Please note: This master’s thesis presentation will take place in DC 2310 and online.
Hossein Mohebbi, Master’s candidate
David R. Cheriton School of Computer Science
Supervisor: Professor Pascal Poupart
Data-driven modeling in real-world regression tasks often suffers from limited training samples, high collection costs, and noisy observations. While data augmentation has revolutionized fields such as computer vision and natural language processing by leveraging domain-specific symmetries, effective techniques for tabular regression remain elusive. Existing approaches, ranging from geometric interpolation to deep generative models, often fail to preserve the underlying noise structure of the data, leading to the generation of unrealistic samples that can degrade predictive performance.
This thesis proposes a novel framework called Counterfactual Residual Data Augmentation (CRDA). Our method is founded on the theoretical principle of Residual Invariance, which posits that once a regressor has modeled the systematic component of the data, the remaining residual noise often remains stable under small perturbations of carefully selected features. We exploit this invariance to synthesize valid counterfactual samples, which are data points with perturbed features but preserved residual noise. We formalize this process through the lens of structural causal models, establishing conditions under which the residual is conditionally independent of specific feature subsets.
We provide a practical, model-agnostic algorithm that integrates feature selection heuristics and statistical safety checks to ensure augmentation is applied only when empirically beneficial. Through extensive evaluation across diverse benchmark datasets, we demonstrate that CRDA consistently reduces test error in data-scarce regimes.
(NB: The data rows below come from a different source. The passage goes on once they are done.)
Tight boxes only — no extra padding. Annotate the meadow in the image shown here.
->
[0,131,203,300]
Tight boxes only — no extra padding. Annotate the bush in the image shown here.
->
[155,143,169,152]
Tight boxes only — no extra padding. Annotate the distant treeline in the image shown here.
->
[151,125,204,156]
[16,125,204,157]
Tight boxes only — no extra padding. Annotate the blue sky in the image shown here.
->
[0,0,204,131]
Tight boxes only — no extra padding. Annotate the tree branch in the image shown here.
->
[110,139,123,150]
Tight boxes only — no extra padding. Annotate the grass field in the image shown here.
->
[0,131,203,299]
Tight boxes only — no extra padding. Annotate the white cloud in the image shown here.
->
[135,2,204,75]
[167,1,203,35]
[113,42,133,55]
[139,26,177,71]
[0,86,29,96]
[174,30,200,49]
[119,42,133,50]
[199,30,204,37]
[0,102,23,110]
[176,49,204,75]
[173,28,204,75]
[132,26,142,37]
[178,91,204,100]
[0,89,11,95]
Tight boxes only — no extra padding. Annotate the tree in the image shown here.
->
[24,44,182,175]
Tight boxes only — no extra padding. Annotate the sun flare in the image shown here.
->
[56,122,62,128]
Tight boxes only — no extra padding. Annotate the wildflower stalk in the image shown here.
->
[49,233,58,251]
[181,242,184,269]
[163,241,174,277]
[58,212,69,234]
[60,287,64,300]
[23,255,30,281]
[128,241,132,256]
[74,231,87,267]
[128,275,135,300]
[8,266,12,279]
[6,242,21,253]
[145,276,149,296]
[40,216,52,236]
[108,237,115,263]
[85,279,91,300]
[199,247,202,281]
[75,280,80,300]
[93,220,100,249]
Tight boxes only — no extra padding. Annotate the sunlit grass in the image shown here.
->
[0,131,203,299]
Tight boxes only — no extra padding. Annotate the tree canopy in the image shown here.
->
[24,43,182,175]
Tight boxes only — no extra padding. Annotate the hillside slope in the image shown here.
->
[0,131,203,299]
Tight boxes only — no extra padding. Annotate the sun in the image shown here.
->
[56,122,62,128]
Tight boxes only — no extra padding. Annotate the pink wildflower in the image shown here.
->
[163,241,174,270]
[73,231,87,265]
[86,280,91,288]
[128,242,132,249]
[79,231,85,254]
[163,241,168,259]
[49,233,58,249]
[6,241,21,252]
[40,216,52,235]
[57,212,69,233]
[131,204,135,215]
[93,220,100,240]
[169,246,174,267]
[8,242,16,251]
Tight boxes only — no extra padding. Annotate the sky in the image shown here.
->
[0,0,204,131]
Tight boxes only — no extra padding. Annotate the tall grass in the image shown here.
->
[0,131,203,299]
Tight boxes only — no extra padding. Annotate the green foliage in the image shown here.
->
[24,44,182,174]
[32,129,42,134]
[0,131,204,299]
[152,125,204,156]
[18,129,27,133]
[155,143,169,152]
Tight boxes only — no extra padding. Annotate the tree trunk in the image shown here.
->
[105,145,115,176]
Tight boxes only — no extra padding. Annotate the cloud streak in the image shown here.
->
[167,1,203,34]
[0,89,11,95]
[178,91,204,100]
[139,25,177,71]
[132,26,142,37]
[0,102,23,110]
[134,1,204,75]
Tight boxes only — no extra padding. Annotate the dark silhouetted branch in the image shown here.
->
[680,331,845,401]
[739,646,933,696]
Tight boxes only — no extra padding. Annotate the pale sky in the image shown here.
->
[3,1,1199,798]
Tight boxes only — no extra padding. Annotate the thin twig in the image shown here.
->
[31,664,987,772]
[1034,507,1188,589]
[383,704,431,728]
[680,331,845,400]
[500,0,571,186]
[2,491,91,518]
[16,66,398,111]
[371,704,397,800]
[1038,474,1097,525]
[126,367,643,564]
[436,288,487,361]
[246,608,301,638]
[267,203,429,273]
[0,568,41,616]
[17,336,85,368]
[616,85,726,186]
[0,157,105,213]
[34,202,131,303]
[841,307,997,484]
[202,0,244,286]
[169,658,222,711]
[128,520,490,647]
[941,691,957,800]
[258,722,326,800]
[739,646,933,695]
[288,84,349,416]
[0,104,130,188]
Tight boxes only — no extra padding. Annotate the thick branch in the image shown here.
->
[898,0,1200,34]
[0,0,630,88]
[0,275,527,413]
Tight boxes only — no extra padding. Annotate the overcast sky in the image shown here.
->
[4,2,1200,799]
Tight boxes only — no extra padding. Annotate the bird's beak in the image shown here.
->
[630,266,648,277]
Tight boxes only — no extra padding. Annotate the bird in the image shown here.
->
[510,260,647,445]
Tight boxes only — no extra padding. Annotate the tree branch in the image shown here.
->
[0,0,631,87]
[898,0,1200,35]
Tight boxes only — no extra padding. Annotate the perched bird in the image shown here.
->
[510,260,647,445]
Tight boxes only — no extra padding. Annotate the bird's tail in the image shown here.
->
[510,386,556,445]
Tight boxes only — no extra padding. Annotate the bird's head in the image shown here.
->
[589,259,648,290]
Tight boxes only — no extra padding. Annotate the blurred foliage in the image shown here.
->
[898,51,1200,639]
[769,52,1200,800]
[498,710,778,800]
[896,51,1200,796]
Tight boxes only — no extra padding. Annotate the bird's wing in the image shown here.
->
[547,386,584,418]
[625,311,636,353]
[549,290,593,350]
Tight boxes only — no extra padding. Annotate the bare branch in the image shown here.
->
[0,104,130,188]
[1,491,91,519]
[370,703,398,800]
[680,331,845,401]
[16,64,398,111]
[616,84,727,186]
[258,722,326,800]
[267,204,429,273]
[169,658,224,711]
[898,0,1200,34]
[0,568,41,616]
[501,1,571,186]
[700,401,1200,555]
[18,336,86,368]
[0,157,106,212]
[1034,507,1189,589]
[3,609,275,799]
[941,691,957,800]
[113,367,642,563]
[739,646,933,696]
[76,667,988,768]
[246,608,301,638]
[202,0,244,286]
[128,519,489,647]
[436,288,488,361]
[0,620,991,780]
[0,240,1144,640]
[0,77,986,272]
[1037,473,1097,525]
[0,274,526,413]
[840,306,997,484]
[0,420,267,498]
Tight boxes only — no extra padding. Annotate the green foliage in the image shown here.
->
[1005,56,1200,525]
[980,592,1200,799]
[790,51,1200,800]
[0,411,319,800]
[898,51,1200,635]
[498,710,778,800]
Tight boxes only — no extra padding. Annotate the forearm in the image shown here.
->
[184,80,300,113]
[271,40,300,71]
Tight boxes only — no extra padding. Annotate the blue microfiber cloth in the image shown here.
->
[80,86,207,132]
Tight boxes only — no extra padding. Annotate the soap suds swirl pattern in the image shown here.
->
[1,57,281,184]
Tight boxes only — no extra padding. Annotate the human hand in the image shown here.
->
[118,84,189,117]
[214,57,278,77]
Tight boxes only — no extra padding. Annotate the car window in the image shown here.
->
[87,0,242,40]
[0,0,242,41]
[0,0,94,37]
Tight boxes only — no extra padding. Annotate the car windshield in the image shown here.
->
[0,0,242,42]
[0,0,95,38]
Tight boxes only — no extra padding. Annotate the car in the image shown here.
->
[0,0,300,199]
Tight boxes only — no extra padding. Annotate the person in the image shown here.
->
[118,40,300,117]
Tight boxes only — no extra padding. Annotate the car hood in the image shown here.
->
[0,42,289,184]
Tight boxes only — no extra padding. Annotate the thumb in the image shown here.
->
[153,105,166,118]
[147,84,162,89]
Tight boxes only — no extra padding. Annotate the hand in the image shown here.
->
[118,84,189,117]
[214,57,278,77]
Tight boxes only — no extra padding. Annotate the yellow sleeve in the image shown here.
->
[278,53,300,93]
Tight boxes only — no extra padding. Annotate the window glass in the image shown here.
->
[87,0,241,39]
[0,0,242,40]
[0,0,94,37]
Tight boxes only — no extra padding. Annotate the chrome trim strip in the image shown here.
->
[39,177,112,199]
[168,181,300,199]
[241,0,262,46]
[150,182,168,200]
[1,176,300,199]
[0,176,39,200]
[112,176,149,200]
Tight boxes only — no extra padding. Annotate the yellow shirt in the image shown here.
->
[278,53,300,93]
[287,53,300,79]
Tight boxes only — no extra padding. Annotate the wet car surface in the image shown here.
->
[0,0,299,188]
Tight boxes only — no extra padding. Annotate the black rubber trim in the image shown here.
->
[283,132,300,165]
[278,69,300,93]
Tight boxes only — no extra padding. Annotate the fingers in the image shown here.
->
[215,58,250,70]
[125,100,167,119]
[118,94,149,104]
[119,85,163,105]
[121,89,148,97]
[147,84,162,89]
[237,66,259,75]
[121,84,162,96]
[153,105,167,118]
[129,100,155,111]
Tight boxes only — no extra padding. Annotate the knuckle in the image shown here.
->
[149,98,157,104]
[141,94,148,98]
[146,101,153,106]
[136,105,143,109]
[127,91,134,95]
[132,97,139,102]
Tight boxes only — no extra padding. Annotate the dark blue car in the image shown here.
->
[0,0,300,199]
Specifically, our method reduces the Mean Squared Error (MSE) of Multi-Layer Perceptrons by an average of 22.9% and XGBoost regressors by 6.4%. Furthermore, comparisons against state-of-the-art baselines, including Mixup variants and diffusion-based generative models, reveal that CRDA offers a more robust and statistically grounded remedy for noise-prone, small-sample regression tasks.
To attend this master’s thesis presentation in person, please go to DC 2310. You can also attend virtually on MS Teams.